Ante tantas peculiaridades da tramitação do mandado de segurança, há um ponto importante sobre a possibilidade ou não de desistir dele a qualquer tempo, especialmente após a prolação de sentença denegatória da ordem e independentemente da concordância da autoridade administrativa.
A Lei nº 12.016/09, que estabelece a disciplina do mandado de segurança, não trata do tema, de modo que as disposições do Código de Processo Civil (CPC) são aplicáveis à matéria.
De antemão, vale fazer a distinção entre a desistência e a renúncia. A desistência produz efeitos eminentemente processuais, ao passo que a renúncia, justamente por guardar íntima relação com o direito material propriamente dito em debate no processo, recebe um tratamento distinto.
Se a parte de uma relação processual optar por desistir da demanda, o efeito desse ato unilateral de manifestação de vontade é a extinção do processo sem a resolução do mérito, como previsto no artigo 485, inciso VIII, do CPC.[1]. Isso ocorre porque, independentemente do motivo que tenha levado a parte a desistir do processo, tal conduta assume contorno processual, fazendo cessar tão somente o processo em si mesmo. Ou seja, há reflexo tão somente no campo processual. O direito material permanece intacto. Em outras palavras, a discussão existente não terá o condão de afetar o direito material subjacente para qualquer efeito. Assim, admite-se que o particular proponha nova ação – mandado de segurança ou qualquer outro tipo compatível com o pedido formulado – desde que disponha de prazo para o seu exercício.
Por outro lado, com a renúncia, os efeitos provenientes dessa manifestação de vontade atingem o direito material subjacente e a parte que a externou reconhece o direito da contraparte, inclusive com efeitos retroativos. Tanto é assim que a sentença que homologa a renúncia manifestada pela parte resolve o mérito do processo, sendo equivalente ao acolhimento da pretensão da parte contrária. Essa é a previsão do artigo 487, inciso III, alínea ‘c’, do CPC.[2]

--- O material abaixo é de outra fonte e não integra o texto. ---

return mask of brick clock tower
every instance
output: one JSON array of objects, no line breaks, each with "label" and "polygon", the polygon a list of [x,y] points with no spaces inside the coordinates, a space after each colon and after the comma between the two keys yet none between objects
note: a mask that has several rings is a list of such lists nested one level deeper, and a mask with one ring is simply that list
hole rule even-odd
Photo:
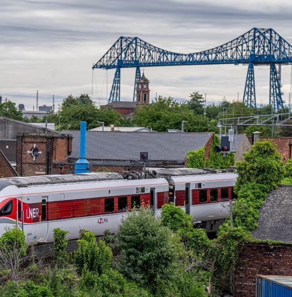
[{"label": "brick clock tower", "polygon": [[149,80],[145,77],[144,72],[137,83],[137,106],[149,104],[150,90],[149,90]]}]

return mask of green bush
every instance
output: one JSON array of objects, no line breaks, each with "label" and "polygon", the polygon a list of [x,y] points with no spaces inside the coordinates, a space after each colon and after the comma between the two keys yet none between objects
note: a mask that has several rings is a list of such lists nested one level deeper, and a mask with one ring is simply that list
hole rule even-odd
[{"label": "green bush", "polygon": [[286,177],[292,178],[292,158],[288,160],[285,168],[286,169],[285,176]]},{"label": "green bush", "polygon": [[113,260],[113,253],[103,240],[97,243],[94,238],[77,241],[78,248],[74,253],[75,264],[79,274],[84,269],[100,275],[110,269]]},{"label": "green bush", "polygon": [[181,207],[173,203],[163,204],[161,211],[161,222],[166,227],[175,231],[182,228],[193,228],[192,216],[185,214]]},{"label": "green bush", "polygon": [[197,151],[190,151],[186,154],[187,167],[201,169],[205,167],[205,148],[201,147]]},{"label": "green bush", "polygon": [[182,252],[178,238],[162,225],[152,209],[143,207],[122,219],[117,244],[119,271],[152,287],[158,280],[169,278]]},{"label": "green bush", "polygon": [[65,231],[59,228],[55,228],[53,232],[55,261],[58,265],[64,265],[68,258],[66,252],[68,240],[66,238],[66,235],[69,233],[69,231]]},{"label": "green bush", "polygon": [[16,227],[8,229],[0,237],[0,249],[2,252],[4,250],[7,252],[15,250],[24,256],[28,248],[24,232]]},{"label": "green bush", "polygon": [[269,190],[276,188],[285,173],[281,158],[271,141],[256,141],[251,151],[244,154],[244,161],[237,163],[235,191],[248,182],[265,185]]}]

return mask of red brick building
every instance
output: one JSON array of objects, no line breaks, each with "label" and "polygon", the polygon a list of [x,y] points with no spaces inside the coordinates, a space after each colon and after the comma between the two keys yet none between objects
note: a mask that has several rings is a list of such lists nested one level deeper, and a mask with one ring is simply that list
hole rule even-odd
[{"label": "red brick building", "polygon": [[16,171],[20,176],[72,173],[68,162],[72,136],[67,134],[18,133]]}]

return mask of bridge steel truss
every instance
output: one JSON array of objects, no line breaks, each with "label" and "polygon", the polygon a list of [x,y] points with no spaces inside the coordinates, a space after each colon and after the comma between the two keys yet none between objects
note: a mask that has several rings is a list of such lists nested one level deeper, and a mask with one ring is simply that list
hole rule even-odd
[{"label": "bridge steel truss", "polygon": [[180,54],[166,51],[137,37],[121,36],[92,68],[116,69],[109,102],[120,98],[121,68],[136,68],[135,88],[140,67],[247,64],[248,68],[243,101],[256,107],[254,66],[270,67],[269,103],[275,110],[283,107],[279,69],[292,63],[292,46],[273,29],[254,28],[241,36],[219,47],[196,53]]}]

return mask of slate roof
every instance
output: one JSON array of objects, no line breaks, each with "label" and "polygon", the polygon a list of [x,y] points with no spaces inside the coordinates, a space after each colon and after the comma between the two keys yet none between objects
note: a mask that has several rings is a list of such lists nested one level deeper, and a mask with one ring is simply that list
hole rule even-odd
[{"label": "slate roof", "polygon": [[280,187],[268,195],[258,224],[252,232],[256,238],[292,243],[292,185]]},{"label": "slate roof", "polygon": [[[73,137],[71,158],[79,156],[79,131],[66,131]],[[189,151],[202,147],[212,133],[169,133],[87,131],[86,156],[95,160],[138,160],[148,152],[150,160],[183,161]]]}]

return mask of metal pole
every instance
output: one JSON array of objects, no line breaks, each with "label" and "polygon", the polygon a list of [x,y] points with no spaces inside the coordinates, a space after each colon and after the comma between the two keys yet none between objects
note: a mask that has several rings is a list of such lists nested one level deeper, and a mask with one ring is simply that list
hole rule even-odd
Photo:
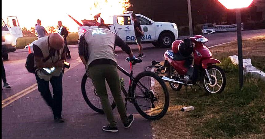
[{"label": "metal pole", "polygon": [[238,66],[239,72],[239,86],[243,87],[243,59],[242,52],[242,37],[241,35],[241,14],[240,9],[236,10],[236,22],[237,29],[237,46],[238,51]]},{"label": "metal pole", "polygon": [[189,24],[190,26],[190,35],[191,36],[193,35],[192,27],[192,20],[191,18],[191,6],[190,0],[188,0],[188,12],[189,13]]}]

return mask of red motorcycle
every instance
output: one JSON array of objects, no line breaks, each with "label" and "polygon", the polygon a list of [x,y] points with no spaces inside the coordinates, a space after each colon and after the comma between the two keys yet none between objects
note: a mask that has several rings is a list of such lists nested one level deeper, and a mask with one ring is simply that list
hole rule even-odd
[{"label": "red motorcycle", "polygon": [[158,74],[176,91],[183,85],[201,87],[197,82],[199,81],[208,93],[221,93],[226,86],[225,75],[221,68],[214,65],[221,62],[212,58],[211,53],[204,45],[208,41],[200,35],[176,40],[172,43],[172,50],[164,54],[164,65],[153,61],[152,66],[145,70]]}]

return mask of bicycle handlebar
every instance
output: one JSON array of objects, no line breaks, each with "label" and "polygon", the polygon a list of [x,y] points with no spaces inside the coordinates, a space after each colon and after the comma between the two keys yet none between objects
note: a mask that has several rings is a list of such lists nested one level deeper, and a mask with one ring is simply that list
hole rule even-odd
[{"label": "bicycle handlebar", "polygon": [[131,62],[133,65],[135,65],[136,64],[138,63],[141,63],[143,62],[143,60],[141,58],[136,58],[134,59],[130,59],[129,58],[126,58],[125,60],[129,62]]}]

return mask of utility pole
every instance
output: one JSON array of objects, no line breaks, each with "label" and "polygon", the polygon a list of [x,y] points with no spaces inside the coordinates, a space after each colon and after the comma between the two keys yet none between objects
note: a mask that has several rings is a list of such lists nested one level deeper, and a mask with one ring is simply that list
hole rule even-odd
[{"label": "utility pole", "polygon": [[190,35],[193,35],[192,20],[191,18],[191,6],[190,0],[188,0],[188,12],[189,13],[189,25],[190,26]]},{"label": "utility pole", "polygon": [[242,89],[243,85],[243,59],[242,52],[241,14],[240,9],[236,9],[236,23],[237,29],[237,45],[238,51],[238,66],[239,73],[239,87]]}]

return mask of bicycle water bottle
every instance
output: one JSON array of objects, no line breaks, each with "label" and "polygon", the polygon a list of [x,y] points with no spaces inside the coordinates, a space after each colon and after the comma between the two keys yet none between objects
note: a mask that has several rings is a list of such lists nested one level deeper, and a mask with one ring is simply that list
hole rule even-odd
[{"label": "bicycle water bottle", "polygon": [[124,86],[124,79],[123,78],[120,79],[120,85],[122,86]]}]

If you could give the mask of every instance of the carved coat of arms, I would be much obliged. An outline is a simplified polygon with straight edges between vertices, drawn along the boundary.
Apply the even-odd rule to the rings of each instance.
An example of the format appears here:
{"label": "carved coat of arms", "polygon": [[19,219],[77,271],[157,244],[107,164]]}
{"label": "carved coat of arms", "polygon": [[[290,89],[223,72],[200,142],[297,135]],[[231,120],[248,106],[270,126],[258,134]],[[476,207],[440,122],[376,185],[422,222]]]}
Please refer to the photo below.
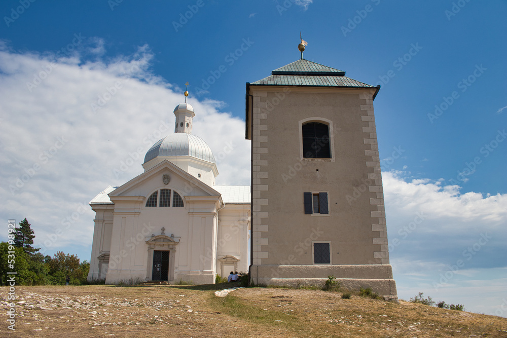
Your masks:
{"label": "carved coat of arms", "polygon": [[168,174],[164,174],[162,176],[162,179],[164,181],[164,184],[167,185],[169,184],[169,181],[171,180],[171,178],[169,176]]}

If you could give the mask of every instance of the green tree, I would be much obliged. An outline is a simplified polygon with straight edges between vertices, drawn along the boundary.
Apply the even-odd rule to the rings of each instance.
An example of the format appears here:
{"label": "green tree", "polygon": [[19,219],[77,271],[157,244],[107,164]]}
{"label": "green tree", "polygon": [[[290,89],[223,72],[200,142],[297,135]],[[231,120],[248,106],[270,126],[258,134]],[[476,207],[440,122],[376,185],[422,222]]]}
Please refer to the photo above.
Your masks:
{"label": "green tree", "polygon": [[14,236],[14,246],[23,248],[23,251],[29,254],[37,252],[41,249],[35,249],[32,246],[35,232],[30,228],[30,224],[26,218],[19,222],[19,227],[16,229]]}
{"label": "green tree", "polygon": [[76,255],[71,255],[58,251],[48,263],[49,267],[49,279],[52,284],[63,285],[65,278],[70,278],[70,284],[79,284],[83,276],[80,269],[79,258]]}
{"label": "green tree", "polygon": [[[8,243],[0,243],[0,284],[9,285],[12,276],[16,285],[33,285],[36,283],[37,275],[30,270],[30,256],[23,251]],[[7,274],[16,272],[16,274]]]}
{"label": "green tree", "polygon": [[45,285],[49,283],[49,267],[46,264],[48,258],[51,259],[51,257],[50,256],[45,256],[40,252],[34,253],[29,257],[28,269],[35,274],[35,279],[33,281],[33,285]]}

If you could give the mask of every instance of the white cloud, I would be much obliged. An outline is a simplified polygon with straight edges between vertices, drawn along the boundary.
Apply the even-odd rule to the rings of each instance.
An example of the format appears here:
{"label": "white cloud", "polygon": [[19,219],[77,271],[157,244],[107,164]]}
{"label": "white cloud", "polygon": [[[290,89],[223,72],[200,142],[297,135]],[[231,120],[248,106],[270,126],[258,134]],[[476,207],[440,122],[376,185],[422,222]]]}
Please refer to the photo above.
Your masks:
{"label": "white cloud", "polygon": [[313,0],[294,0],[294,3],[298,6],[301,6],[306,11],[308,9],[310,4],[313,3]]}
{"label": "white cloud", "polygon": [[[185,98],[151,72],[148,46],[104,61],[103,42],[92,45],[72,58],[0,50],[0,213],[18,222],[27,217],[35,245],[46,241],[48,252],[89,250],[94,213],[88,203],[142,172],[146,152],[173,132],[173,110]],[[223,102],[191,96],[189,102],[193,133],[216,158],[217,183],[249,184],[244,121],[221,111]],[[130,158],[134,164],[117,177],[114,170]],[[57,228],[63,233],[53,240]]]}

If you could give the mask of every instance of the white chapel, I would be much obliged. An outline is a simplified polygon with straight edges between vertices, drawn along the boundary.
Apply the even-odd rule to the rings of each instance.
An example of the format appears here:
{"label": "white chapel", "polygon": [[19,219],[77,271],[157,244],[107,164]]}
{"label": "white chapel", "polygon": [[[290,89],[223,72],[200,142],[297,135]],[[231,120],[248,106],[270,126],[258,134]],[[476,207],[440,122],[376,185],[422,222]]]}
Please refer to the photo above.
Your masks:
{"label": "white chapel", "polygon": [[192,135],[185,101],[174,109],[174,133],[146,153],[144,172],[90,202],[89,280],[211,284],[217,274],[248,271],[250,186],[215,185],[214,158]]}

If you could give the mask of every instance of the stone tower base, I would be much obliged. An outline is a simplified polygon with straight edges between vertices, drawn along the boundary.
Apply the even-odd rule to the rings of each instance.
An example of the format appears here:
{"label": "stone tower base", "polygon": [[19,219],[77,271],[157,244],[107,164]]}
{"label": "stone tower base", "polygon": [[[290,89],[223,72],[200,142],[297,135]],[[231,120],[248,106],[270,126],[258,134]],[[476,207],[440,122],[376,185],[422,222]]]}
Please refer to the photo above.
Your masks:
{"label": "stone tower base", "polygon": [[390,265],[254,265],[250,283],[292,287],[323,286],[334,275],[340,286],[349,290],[371,287],[386,300],[397,301],[396,283]]}

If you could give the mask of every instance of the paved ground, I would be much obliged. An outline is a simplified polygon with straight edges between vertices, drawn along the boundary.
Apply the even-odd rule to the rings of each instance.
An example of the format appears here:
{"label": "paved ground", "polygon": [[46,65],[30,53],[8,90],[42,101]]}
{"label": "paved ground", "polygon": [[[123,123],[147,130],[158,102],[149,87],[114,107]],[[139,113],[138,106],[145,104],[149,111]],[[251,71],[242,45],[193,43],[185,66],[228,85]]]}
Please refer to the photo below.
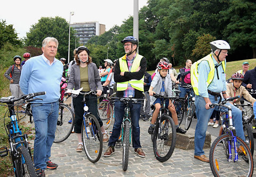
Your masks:
{"label": "paved ground", "polygon": [[[141,144],[146,156],[145,158],[138,156],[134,153],[133,149],[131,148],[128,170],[126,172],[124,172],[122,168],[121,148],[116,148],[115,153],[111,157],[103,157],[103,154],[107,148],[107,143],[104,143],[101,158],[93,164],[87,159],[84,151],[77,152],[75,151],[77,140],[76,135],[71,134],[63,142],[53,143],[51,159],[57,163],[59,167],[55,170],[47,170],[45,172],[46,176],[213,176],[209,163],[194,158],[194,150],[184,150],[175,148],[169,160],[164,163],[158,162],[154,155],[153,143],[147,133],[149,124],[149,122],[140,120]],[[31,124],[31,126],[33,124]],[[210,149],[205,149],[205,151],[209,156]],[[255,155],[254,157],[255,159]]]}

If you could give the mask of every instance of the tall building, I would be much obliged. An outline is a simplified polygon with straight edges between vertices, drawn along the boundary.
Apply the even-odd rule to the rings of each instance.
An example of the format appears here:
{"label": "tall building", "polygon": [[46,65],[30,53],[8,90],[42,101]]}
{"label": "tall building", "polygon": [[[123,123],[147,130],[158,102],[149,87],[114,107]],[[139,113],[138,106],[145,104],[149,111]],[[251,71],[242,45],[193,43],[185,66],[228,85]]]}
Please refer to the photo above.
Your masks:
{"label": "tall building", "polygon": [[70,27],[76,31],[75,36],[82,45],[86,44],[92,36],[99,36],[106,31],[105,25],[100,24],[98,21],[74,23],[70,24]]}

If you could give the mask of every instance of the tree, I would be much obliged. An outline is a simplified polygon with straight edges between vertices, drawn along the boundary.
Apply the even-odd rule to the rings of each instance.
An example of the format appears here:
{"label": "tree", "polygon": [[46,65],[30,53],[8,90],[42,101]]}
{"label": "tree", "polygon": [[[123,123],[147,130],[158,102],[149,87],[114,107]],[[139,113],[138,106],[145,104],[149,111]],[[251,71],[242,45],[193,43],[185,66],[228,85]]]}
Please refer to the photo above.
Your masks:
{"label": "tree", "polygon": [[21,46],[21,41],[18,37],[13,25],[7,25],[5,20],[1,20],[2,21],[0,21],[0,49],[6,43]]}
{"label": "tree", "polygon": [[[69,24],[63,18],[55,17],[42,17],[38,22],[32,25],[29,32],[27,33],[25,44],[41,47],[43,39],[47,37],[55,37],[59,42],[58,52],[60,58],[68,58]],[[75,49],[75,37],[74,31],[70,29],[70,52],[72,58]]]}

Diante dos efeitos que essas manifestações unilaterais propagam, o CPC não contém disposição para condicionar a sentença que resolve o mérito (na hipótese de renúncia) à concordância da parte contrária. De outro lado, o § 5º do artigo 485 do CPC prevê que a desistência da ação poderá ser apresentada até a sentença. Isso levou a se defender o entendimento de que, após a prolação dessa decisão, sua homologação estaria condicionada à concordância da parte contrária.
No entanto, em sede de mandado de segurança, diferentemente do que se verifica em ações envolvendo apenas particulares, a concordância da autoridade com o pedido de desistência é prescindível. Isso se dá porque, enquanto nas relações privadas (totalmente disciplinadas pelo CPC) o réu também tem interesse na tutela jurisdicional a partir do momento em que integra o processo, nos litígios contra a Administração Pública, pela via mandamental, não há que se falar em interesse do Estado em obter uma decisão que reconheça a legalidade do ato contestado.
Com efeito, os atos praticados pela Administração Pública são considerados, ainda que por presunção, em sintonia com o ordenamento jurídico até que sobrevenha outro (ato administrativo ou decisão judicial) que diga o contrário. Logo, pela perspectiva da Administração Pública, antes ou depois de proferida a sentença em um mandado de segurança, sequer há interesse processual que vincule a homologação da desistência à concordância da autoridade.
Pela característica de autoexecutoriedade dos atos administrativos, é dispensável a atuação do Poder Judiciário com o objetivo de reconhecer a existência de determinando direito contra o particular. Permite-se que a Administração adote medidas para a execução direta do ato. Como exemplo, têm-se as execuções fiscais.
O tema foi objeto de apreciação pelo Supremo Tribunal Federal (STF), sob o regime de repercussão geral, no julgamento do Recurso Extraordinário 669.367-RJ, oportunidade em que a Corte decidiu que o dispositivo do Código de Processo Civil de 1973 (artigo 267, § 4º – reproduzido no artigo 485, § 5º, do CPC/2015) que exigia a concordância da parte adversa para homologação da desistência após a prolação de sentença não é aplicável ao mandado de segurança.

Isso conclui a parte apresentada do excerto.